Adjunct therapy is needed for patients with compromised gastrointestinal mucosa due to necessary aspirin usage 
against cardiovascular disorders. We tested the Nigerian bark extract of Entandrophragma utile on gastric acid secretion (GA) 
and peptic activity (PA). Rats were ligated at the pylorus for collection of gastric juice which was measured for PA 
spectrophotometrically using bovine serum albumin as substrate and for titratable GA using phenol red indicator. The extract
was compared with ranitidine (histamine H2-receptor antagonist). The extracted was tested on isolated guinea-pig ileum 
preparations for histaminergic responses and was compared with mepyramine (histamine H1-antagonist). E. utile reduced GA 
to 1.33 + 0.6 uEq g-1
from 2.82 + 0.7 uEq g-1
in controls using 6h ligations. For 4h ligations, control PA (mg/dL BSA digested) 
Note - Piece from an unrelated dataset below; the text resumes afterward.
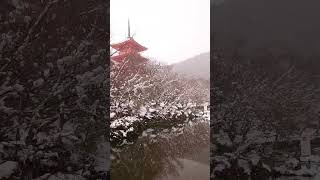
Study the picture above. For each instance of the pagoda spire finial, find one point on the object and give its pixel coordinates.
(129, 36)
was 38.75 + 4.05 which was lowered to 14.8 + 4.67 (p<0.01) by the extract and to 3.4 + 0.72 (p<0.001) by ranitidine. Chronic 
administration of E. utile decreased GA in 4h collections. E.utile, 10 -160 x 10-3
g, antagonized 10 µg histamine-induced 
contractions by 28-62% dose-dependently. Mepyramine gave a parallel shift of the histamine dose-response graph to the right 
typical of a competitive antagonism. E. utile extract gave a non-parallel shift to the right with a lowering of maximal response 
typical of a non-competitive antagonism. The two properties of the E. utile extract on acid and pepsin may be valuable for 
patients on aspirin with compromised mucosa therefore the extract could be developed as adjunct therapy to minimize 
aggravation of mucosal damage by acid-peptic autodigestion.